Numerical Redesign of the Internal Cooling Geometry of a High-Pressure Turbine Blade

In this work, the cooled TG20 first rotor blade is numerically simulated using the commercial software StarCCM+. In the selected case study, the coolant enters the root of the blade in the radial direction through ellipse-shaped ducts characterized by a low aspect ratio. The flow enters a large plenum and then is fed to radial cylindrical channels, providing cooling to the blade. Eventually, the coolant is discharged into the main flow at the blade tip, contributing to the formation of the tip leakage vortex. Steady and unsteady RANS simulations of the rotor blade, along with hot gas and coolant flow were performed to describe the internal flow evolution and its interaction with the main flow, with particular focus on the internal and external heat transfer. It was noticed that vortical structures arise from both the sudden expansion occurring in the plenum and the improper guidance of the cooling flow towards the blade radial channels, which leads to stagnation regions at their inlet sections. The latter, along with the non-uniform flow in the plenum, produces non-homogeneous and unsteady inlet conditions to the radial channels, affecting the cooling performance of this solution.

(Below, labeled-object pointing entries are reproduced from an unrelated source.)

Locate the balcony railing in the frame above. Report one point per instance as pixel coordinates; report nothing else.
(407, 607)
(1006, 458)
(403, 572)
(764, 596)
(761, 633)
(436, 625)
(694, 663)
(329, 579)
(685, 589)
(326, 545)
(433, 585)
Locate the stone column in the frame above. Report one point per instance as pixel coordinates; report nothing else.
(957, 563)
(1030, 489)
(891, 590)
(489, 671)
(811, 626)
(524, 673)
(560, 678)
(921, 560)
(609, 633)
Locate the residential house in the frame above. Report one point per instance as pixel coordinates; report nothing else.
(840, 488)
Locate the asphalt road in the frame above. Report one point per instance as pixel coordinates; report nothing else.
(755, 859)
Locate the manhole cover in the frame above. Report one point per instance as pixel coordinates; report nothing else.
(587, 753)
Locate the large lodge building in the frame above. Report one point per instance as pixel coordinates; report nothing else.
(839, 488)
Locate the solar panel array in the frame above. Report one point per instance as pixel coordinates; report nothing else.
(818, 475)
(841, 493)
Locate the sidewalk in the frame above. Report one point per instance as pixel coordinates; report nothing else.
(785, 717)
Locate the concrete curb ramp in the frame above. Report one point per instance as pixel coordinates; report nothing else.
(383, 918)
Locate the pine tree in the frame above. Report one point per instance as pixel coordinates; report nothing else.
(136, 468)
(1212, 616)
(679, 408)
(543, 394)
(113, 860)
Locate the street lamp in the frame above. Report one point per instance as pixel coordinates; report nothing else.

For those reasons, flow perturbators such as pin fins, aerodynamic profiles, and rib turbulators have been designed and analyzed to allow for a better mixing of the coolant and then reduce the impact of vortical structures on the cooling performance. It was found that flow perturbators can modify the flow pattern in the plenum, weakening the formation of vortical structures. This results into a smoother flow pattern over the inlet sections of the radial channels, retaining a significant impact on the temperature distribution over the blade profile.